Of particular interest is the sixth decision cited by Defendant. In Coldwell Banker Phyllis Rubin Real Estate v. Romano, 422 Pa.Super. 319, 619 A.2d 376, 382, appeal denied, 534 Pa. 635, 626 A.2d 1154 (1993), the brokerage agreement provided for a commission regardless of who effected the sale, even the owner. A handwritten insertion, however, stated “Adjacent property has first right of refusal.” Id. 619 A.2d at 377. The owner and the broker’s agent in charge of the property testified that the insertion meant that no commission was due if the right of first refusal was exercised. Other representatives of the broker disagreed, but the trial court construed the contract in favor of the owner. Id. 619 A.2d at 377-78. The appellate court affirmed the ruling denying a commission on a sale to the holder of the right of first refusal. But the court did not rest its decision on a general rule against awarding a commission when a right of first refusal is exercised. On the contrary, the court reaffirmed the decision in Real Estate Co. v. Cavazza, 174 Pa.Super. 19, 98 A.2d 486 (1953), which

held that a broker earned a commission where it introduced a buyer to a listed property, the buyer was “ready, willing and able” to purchase the property at a price acceptable to the owner, but the property actually was sold to its tenant who held a right of first refusal.

Id. 619 A.2d at 380. The court distinguished Cavazza on the ground that the trial court in that case had resolved in favor of the broker a factual dispute regarding whether the broker had agreed that there would be no commission in the event the tenant exercised his right. Id.
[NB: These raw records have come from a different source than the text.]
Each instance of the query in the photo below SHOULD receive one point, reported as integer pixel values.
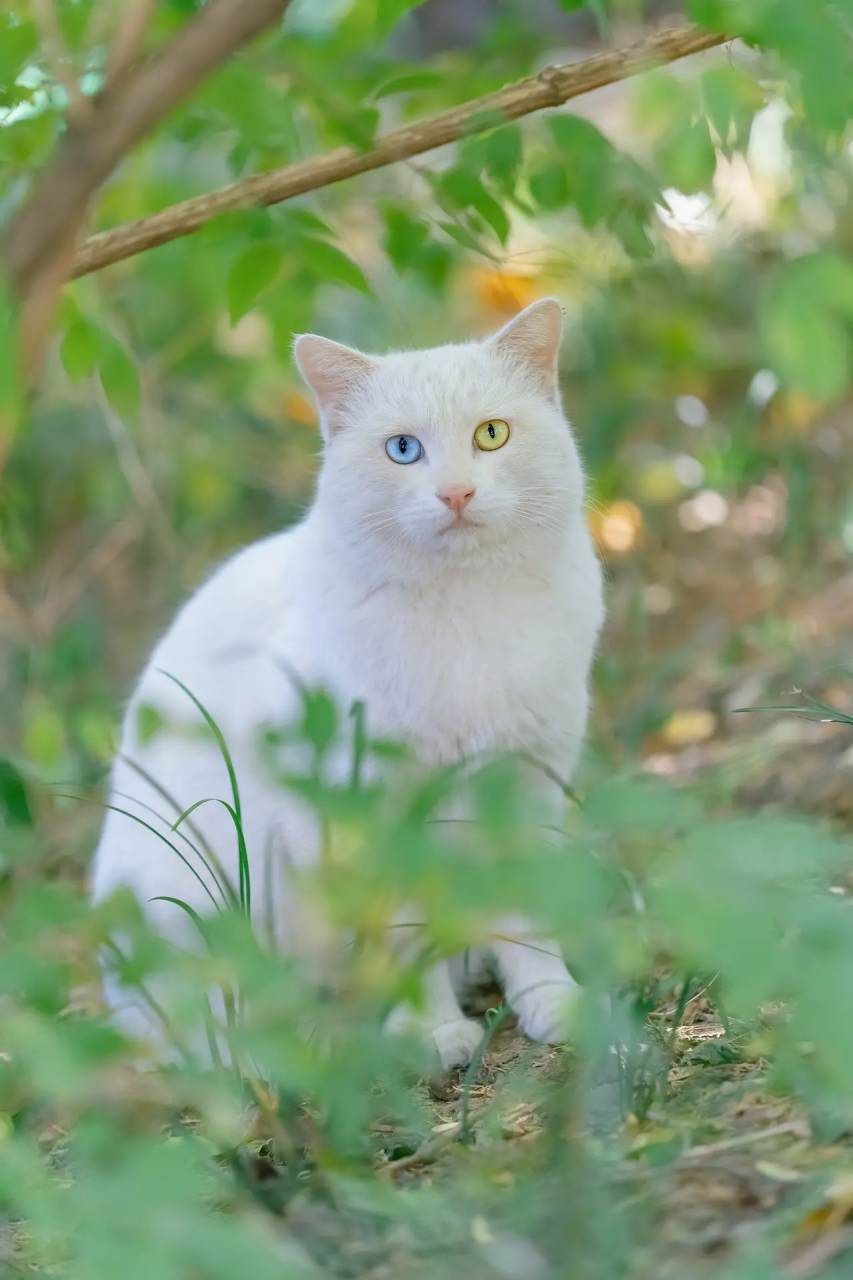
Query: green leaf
(806, 315)
(14, 805)
(389, 12)
(731, 99)
(589, 160)
(433, 266)
(18, 42)
(320, 721)
(461, 236)
(80, 350)
(332, 264)
(405, 237)
(550, 186)
(407, 83)
(460, 190)
(687, 158)
(502, 154)
(10, 397)
(254, 272)
(119, 378)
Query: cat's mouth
(459, 525)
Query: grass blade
(245, 876)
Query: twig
(744, 1139)
(551, 87)
(56, 604)
(427, 1153)
(40, 238)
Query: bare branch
(551, 87)
(122, 115)
(37, 247)
(128, 40)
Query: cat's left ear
(533, 339)
(334, 373)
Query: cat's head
(459, 453)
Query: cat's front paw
(457, 1041)
(544, 1013)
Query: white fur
(460, 635)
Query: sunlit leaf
(254, 272)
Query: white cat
(443, 575)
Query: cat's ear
(533, 339)
(333, 373)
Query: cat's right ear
(333, 373)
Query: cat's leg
(534, 978)
(441, 1019)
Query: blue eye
(404, 448)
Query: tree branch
(39, 243)
(551, 87)
(128, 39)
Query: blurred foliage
(699, 236)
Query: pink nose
(456, 498)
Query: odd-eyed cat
(443, 575)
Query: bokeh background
(170, 428)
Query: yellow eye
(492, 434)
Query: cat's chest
(471, 667)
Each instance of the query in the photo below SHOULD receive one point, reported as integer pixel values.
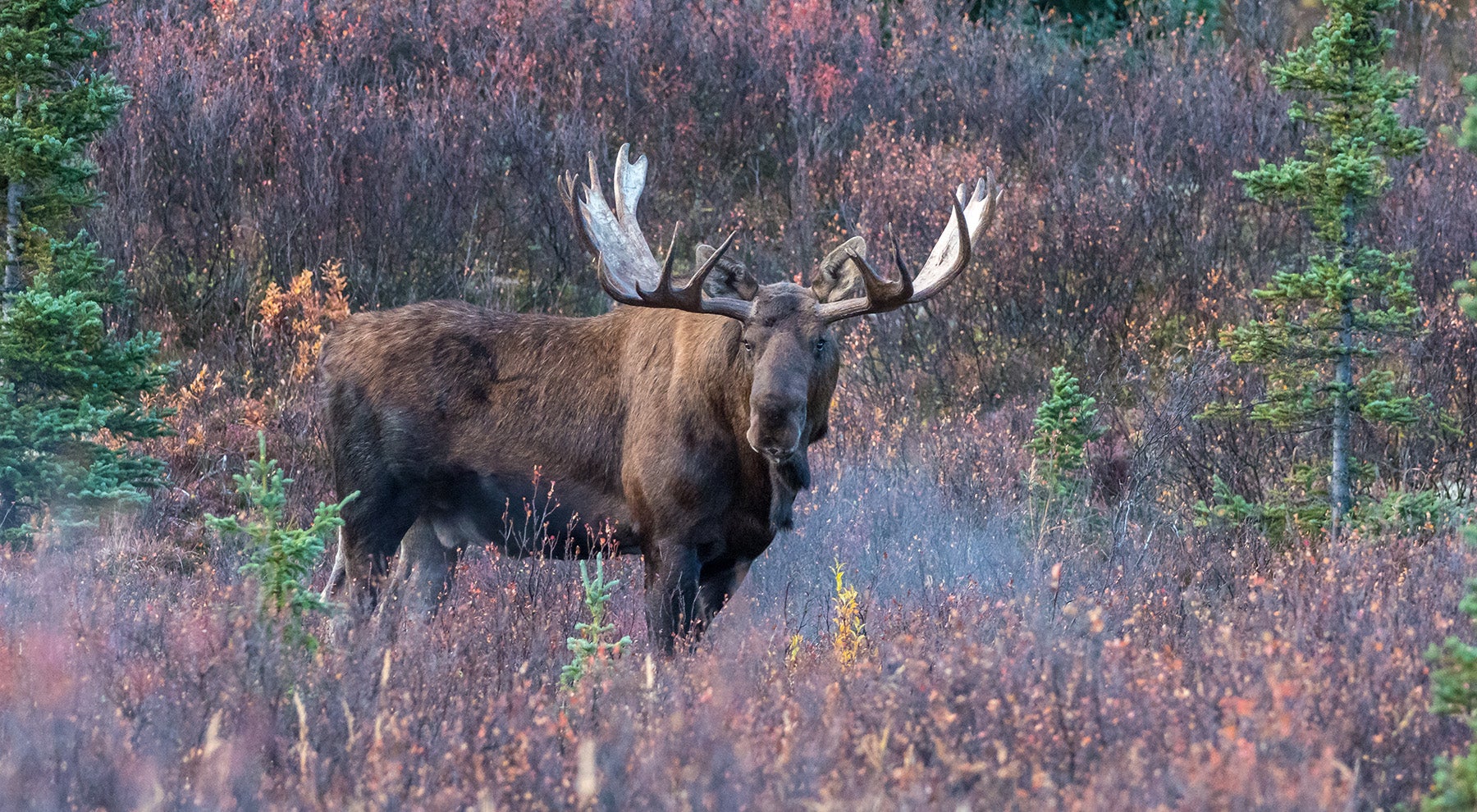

Rather than following the results in the decisions cited by Defendants, in which the facts are distinguishable from those present here, we follow those decisions awarding a brokerage commission for procuring a ready, willing, and able buyer despite the sale to the holder of a right of first refusal. See Cavazza; Beaudry v. Plew, 170 A.D.2d 874, 566 N.Y.S.2d 701 (1991); cf. Magnolia Fed. Sav. & Loan Ass’n v. Randal Craft Realty Co., 342 So.2d 1308 (Miss.1977) (relying on equitable remedies). The record in the present case supports the district court’s judgment.

CONCLUSION

For the above reasons, we affirm the judgment below.

IT IS SO ORDERED.

ALARID and BLACK, JJ., concur. 
      
      . Defendants do not rely on the conditions in the purchase agreement that Roñas Ryon have acceptable breeding records and breeding ability. Presumably there is no dispute that those conditions would have been satisfied.